The multinomial logit model that we will introduce can be thought of as like estimating the underlying logit for each pair of categories simultaneously, without separately estimating redundant coefficients so that the arithmetic relationships shown above for our parameters are also a feature of our estimates.

What if there are more than 3 categories?

Our approach involves first recognizing that there are potentially binary logits for each pair of categories. The number of unique pairs when there are k categories is \(\frac{k(k-1)}{2}\). As we saw with three categories, there were \(\frac{3(2)}{2}=3\) pairs. With four categories, there would be \(\frac{4(3)}{2}=6\) pairs. And with five there would be \(\frac{5(4)}{2}=10\) pairs.

If we have five categories labeled A, B, C, D, and E, the 10 pairs would be: A-B, A-C, A-D, A-E, B-C, B-D, B-E, C-D, C-E, and D-E.

In terms of non-redundant pairs, however, this is just \((k-1)\) pairs, or the number of categories minus 1. So in our example with 3 categories, there were 2 non-redundant logits and we could derive the 3rd logit from the results of the first two. With 4 categories, there are 6 possible logits but the results of 3 are enough to derive the rest.

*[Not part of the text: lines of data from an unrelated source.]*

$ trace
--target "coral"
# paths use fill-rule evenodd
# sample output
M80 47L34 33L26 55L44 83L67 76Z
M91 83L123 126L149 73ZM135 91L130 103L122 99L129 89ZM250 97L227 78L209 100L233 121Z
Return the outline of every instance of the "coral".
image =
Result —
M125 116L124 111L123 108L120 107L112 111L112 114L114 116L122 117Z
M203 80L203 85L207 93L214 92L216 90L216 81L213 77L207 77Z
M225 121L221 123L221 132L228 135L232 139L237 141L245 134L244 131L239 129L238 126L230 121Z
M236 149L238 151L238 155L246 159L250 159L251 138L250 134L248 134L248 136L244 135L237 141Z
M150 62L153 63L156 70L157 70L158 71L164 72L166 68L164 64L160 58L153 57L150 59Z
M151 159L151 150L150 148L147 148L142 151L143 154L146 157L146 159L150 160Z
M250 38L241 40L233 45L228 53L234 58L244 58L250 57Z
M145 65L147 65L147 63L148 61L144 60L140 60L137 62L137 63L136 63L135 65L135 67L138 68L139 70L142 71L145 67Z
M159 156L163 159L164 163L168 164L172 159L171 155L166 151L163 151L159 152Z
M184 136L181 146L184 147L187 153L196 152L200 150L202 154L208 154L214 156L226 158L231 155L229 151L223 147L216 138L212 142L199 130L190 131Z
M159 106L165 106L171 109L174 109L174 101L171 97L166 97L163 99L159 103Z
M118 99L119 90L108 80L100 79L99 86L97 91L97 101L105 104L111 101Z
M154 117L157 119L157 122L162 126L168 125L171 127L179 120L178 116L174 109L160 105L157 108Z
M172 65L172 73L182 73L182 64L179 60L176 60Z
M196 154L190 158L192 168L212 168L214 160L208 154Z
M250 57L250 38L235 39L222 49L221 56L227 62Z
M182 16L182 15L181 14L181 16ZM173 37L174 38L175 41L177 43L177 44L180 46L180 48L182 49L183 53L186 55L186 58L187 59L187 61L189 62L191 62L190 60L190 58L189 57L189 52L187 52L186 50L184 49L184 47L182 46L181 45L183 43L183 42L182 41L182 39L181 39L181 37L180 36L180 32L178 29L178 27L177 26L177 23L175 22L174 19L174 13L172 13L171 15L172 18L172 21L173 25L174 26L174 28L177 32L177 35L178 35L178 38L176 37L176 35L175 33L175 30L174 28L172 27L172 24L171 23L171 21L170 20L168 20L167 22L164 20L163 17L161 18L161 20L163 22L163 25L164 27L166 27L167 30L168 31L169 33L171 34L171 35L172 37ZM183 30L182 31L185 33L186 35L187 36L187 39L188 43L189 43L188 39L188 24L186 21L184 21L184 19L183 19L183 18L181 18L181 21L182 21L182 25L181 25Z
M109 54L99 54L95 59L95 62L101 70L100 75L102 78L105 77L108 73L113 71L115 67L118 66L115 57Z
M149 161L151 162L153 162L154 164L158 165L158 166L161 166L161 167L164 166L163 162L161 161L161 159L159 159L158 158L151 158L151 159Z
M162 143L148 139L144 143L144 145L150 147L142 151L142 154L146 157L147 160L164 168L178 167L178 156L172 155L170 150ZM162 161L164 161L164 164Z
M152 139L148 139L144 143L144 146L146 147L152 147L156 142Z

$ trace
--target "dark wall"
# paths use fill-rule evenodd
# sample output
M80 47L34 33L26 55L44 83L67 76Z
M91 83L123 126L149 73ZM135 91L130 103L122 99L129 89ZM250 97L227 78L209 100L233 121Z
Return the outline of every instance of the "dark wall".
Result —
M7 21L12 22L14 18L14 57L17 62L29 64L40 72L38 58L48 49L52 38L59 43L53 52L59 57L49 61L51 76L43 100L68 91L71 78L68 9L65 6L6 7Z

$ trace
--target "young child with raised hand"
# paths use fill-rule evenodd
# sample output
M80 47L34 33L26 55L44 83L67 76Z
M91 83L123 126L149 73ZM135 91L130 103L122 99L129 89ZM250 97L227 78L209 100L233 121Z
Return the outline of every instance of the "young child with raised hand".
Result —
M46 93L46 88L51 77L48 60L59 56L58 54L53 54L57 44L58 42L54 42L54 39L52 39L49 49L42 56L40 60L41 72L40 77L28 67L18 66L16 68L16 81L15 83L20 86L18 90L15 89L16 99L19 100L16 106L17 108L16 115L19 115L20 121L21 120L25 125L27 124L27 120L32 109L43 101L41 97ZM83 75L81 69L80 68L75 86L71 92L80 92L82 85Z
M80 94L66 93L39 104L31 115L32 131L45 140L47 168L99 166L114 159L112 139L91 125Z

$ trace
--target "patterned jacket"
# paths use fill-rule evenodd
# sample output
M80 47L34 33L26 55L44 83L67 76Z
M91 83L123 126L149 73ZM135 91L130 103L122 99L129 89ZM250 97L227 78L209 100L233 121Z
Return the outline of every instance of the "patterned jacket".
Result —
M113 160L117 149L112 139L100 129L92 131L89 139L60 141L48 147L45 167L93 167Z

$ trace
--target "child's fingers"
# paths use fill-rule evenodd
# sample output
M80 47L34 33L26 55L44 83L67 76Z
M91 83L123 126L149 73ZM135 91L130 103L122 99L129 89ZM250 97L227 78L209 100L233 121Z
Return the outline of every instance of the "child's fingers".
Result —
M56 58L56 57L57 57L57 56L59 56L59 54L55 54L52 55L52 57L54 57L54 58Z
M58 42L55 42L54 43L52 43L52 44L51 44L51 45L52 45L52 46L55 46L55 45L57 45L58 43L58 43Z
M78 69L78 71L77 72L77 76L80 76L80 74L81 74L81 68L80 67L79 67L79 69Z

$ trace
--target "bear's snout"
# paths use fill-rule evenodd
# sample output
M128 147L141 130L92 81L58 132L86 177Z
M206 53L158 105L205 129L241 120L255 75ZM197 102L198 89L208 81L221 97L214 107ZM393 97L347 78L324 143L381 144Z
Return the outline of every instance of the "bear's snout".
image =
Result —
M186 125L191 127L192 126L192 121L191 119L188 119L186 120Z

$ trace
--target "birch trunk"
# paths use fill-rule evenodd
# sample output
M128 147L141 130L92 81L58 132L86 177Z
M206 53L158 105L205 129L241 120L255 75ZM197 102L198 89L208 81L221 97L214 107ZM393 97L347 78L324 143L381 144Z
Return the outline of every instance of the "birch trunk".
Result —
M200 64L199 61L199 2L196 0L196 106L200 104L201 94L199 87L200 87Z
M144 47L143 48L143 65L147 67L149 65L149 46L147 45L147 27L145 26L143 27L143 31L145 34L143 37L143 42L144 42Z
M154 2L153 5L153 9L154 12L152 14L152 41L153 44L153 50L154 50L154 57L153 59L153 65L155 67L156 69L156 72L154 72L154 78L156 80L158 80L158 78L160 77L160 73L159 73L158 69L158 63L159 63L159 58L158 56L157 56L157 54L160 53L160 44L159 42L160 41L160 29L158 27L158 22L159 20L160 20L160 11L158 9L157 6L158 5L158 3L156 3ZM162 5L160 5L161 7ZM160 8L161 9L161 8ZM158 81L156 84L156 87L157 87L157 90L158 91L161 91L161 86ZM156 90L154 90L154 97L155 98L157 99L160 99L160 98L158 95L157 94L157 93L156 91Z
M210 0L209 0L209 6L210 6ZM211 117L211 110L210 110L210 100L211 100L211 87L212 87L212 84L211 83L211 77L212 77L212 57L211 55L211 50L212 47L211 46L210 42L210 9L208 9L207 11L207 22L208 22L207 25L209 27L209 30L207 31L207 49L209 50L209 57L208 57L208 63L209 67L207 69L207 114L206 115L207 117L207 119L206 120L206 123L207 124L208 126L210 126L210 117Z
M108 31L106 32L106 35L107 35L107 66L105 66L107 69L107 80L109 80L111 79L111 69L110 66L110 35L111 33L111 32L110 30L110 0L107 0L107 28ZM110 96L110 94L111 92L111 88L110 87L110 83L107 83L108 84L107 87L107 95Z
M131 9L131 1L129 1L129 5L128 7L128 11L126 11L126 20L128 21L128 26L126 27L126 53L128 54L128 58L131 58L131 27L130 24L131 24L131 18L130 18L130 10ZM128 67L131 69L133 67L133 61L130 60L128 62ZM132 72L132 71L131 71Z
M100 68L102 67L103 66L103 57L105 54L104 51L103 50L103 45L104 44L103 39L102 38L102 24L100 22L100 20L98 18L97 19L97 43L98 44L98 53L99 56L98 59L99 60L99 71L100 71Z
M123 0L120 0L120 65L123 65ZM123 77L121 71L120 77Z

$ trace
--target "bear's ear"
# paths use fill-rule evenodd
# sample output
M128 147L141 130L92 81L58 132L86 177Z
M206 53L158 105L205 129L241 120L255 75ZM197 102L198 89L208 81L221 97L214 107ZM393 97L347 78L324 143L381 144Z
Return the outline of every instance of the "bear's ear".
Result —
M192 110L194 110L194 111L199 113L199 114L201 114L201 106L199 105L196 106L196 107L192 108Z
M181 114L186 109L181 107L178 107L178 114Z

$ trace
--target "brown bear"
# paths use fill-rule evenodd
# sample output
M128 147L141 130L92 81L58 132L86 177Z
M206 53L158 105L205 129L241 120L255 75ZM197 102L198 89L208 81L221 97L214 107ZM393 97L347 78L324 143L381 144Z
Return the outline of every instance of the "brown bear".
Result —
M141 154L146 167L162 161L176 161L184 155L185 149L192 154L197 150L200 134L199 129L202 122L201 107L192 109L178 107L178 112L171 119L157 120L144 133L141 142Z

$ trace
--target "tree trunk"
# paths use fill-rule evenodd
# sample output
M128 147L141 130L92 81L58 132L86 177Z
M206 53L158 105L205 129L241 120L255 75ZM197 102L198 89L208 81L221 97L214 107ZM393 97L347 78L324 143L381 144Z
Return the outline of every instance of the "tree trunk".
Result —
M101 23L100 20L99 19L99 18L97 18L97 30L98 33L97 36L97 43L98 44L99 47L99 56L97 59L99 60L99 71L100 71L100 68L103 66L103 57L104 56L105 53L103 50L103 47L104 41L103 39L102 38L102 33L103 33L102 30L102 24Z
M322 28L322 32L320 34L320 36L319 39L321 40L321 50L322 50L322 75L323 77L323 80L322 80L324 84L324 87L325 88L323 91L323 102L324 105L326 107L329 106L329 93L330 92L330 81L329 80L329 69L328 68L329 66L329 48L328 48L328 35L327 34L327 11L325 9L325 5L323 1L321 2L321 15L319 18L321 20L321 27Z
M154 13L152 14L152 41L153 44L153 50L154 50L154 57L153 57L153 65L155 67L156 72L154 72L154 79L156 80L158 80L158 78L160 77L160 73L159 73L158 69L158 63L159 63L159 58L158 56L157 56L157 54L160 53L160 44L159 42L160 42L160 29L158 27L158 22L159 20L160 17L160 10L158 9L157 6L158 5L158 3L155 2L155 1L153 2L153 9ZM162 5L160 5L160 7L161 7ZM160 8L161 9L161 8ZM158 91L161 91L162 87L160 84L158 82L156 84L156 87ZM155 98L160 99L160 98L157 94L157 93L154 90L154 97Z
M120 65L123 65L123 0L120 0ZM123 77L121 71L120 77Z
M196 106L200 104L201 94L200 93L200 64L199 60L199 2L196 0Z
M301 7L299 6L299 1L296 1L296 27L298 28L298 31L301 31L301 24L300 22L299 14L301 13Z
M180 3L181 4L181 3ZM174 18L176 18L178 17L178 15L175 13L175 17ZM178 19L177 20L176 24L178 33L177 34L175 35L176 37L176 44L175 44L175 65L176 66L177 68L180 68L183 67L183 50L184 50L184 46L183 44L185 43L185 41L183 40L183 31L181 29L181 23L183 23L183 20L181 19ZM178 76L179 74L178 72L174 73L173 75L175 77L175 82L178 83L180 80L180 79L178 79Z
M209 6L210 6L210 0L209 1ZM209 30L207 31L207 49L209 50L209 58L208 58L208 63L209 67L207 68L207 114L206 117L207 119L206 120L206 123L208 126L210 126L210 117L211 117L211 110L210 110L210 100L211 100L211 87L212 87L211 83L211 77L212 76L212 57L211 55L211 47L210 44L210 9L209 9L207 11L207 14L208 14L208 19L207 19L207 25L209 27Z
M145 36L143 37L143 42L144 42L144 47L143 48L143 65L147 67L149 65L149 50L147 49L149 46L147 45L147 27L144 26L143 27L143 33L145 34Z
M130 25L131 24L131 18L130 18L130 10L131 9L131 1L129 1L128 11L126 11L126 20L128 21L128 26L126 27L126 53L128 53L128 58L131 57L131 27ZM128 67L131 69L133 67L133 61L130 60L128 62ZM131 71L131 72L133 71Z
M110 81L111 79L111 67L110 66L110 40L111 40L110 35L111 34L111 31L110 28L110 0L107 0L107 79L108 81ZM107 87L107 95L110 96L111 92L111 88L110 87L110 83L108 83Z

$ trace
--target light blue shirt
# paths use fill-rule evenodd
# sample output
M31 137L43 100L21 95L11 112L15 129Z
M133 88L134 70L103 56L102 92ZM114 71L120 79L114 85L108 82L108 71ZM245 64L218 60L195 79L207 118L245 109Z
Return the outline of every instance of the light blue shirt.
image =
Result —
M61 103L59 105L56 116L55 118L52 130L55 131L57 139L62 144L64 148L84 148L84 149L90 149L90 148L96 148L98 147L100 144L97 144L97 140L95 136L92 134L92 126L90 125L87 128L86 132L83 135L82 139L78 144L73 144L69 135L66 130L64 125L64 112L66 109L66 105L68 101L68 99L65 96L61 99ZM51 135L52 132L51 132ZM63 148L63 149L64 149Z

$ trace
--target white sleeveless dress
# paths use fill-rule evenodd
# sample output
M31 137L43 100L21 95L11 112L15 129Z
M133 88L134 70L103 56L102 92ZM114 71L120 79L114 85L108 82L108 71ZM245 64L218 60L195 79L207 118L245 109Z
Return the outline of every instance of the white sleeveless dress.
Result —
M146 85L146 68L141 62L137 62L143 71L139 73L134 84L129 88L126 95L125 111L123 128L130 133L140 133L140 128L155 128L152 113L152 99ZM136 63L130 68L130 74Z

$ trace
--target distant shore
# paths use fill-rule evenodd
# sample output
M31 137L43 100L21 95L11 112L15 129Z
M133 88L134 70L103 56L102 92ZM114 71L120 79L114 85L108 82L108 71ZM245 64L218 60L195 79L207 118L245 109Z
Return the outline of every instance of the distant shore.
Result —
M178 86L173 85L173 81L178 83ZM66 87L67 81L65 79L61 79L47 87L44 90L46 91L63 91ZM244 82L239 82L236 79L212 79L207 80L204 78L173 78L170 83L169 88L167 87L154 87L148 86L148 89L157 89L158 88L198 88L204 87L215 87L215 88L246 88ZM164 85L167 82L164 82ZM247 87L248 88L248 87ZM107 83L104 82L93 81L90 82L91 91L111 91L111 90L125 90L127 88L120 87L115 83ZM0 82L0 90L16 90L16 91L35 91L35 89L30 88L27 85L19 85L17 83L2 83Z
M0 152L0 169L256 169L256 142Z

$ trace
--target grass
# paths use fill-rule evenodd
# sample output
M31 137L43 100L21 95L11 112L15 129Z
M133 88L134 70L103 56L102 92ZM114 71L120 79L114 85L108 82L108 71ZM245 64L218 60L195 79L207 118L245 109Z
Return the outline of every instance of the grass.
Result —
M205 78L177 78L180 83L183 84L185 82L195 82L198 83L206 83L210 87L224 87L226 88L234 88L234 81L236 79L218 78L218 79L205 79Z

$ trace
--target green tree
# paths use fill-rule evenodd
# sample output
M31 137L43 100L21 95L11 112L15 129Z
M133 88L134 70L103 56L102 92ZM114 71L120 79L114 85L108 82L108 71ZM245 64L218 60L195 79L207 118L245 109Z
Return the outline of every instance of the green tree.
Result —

And with 5 categories, there are 10 possible logits, but we only need the results of 4 to derive the other 6.

Easiest here will be to select one of our categories to be the base category. In our example with 5 categories, say we choose category E as our base category. We will obtain results for the pairs A-E, B-E, C-E, and D-E, but then from those results we can derive the results for any other comparison.

Summary of key points

  1. One way we might think about models for an unordered outcome is as a set of contrasts between all pairs of categories of the outcome.
  2. If we do that, we can show arithmetically that some set(s) of parameters are simply the sum or difference between other set(s) of parameters.
  3. Even though these arithmetic relationships hold among parameters, they do not necessarily among parameter estimates when we estimate logits for different category-pairs separately.
  4. The multinomial logit model will solve this problem by effectively fitting all the underlying logits simultaneously so that redundant parameters are not separately estimated.
  5. If there are \(k\) categories, there are \(k-1\) non-redundant sets of parameters. The standard technique is to designate one outcome category to be the base category, and to estimate parameters for each other category vs. the base category.